Each minute, we collectively create millions of videos, pictures, GIFs and emails. In fact, the world created more than 90 percent of all data in just the last two years.
Think of it: in the short amount of time you take to read this blog, the world created terabytes of data.
All of this data has to live somewhere. Personally, you might use an online cloud storage service for a small fee, if not for free. But for large companies like AT&T that store hundreds of petabytes of data, storage can be expensive.
Costs for data storage systems range from $5,000 to $15,000 per terabyte. (For context, there are one million megabytes in a terabyte and one billion megabytes in a petabyte.)
And IT managers expect storage needs to more than double over the next two years.
Businesses also have very specific needs for how they access their data. They need reliable and ready access. They also need to know that – regardless of where it’s stored – data is secure and won’t be lost in the event of an emergency. This is critical to the bottom line. And it’s even more important as businesses become increasingly data-driven.
So the question is: How can we keep storage costs in line, even as data volumes continue to grow?
AT&T Labs researchers are using some of the same software-defined networking principles that are part of our network transformation. We’re separating software from hardware. And we’re building open platforms with intelligence and control in the software.
All of this allows us to more quickly rollout new services and features, and now we’re applying it to storage.
We created a proof-of-concept technology called Software-Defined Storage (SDS). It creates a software layer on top of commercial disks to address enterprise cloud storage needs, while also remaining cost-effective.
When we set out to create SDS, we wanted to solve two problems:
- Is there a way to get the reliability, availability, and redundancy that we need to meet service level agreements, but still provide a very cost-effective way of doing it?
- Can we change the storage requirements in real-time, but still ensure every single parameter is operating most efficiently?
The result: a fully automated way to build custom storage plans. And it takes only minutes. Normally, it takes weeks to find equipment and engineers to deploy customized storage services.
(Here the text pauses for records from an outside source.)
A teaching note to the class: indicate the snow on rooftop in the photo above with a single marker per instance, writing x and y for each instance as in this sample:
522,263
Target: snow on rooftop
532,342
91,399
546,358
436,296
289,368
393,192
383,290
Using a web interface, users can “tweak the dials” on various parameters that are important to them, like cost, reliability or performance. SDS’s visualization tool allows you to see the impacts as you adjust individual requirements.
With SDS you can customize a multitenant cloud and configure storage applications at lower costs.
SDS stores data backups more efficiently, too. Rather than pure triple redundancy, we use erasure coding. It’s a popular technique, and we used it to create an algorithm that reduces raw storage needs that also protects the integrity of the data even better than triple redundancy.
Today we’re beta testing the SDS system internally. Our goal is to prove out its effectiveness at scale and harden technologies with erasure coding for use across our data centers.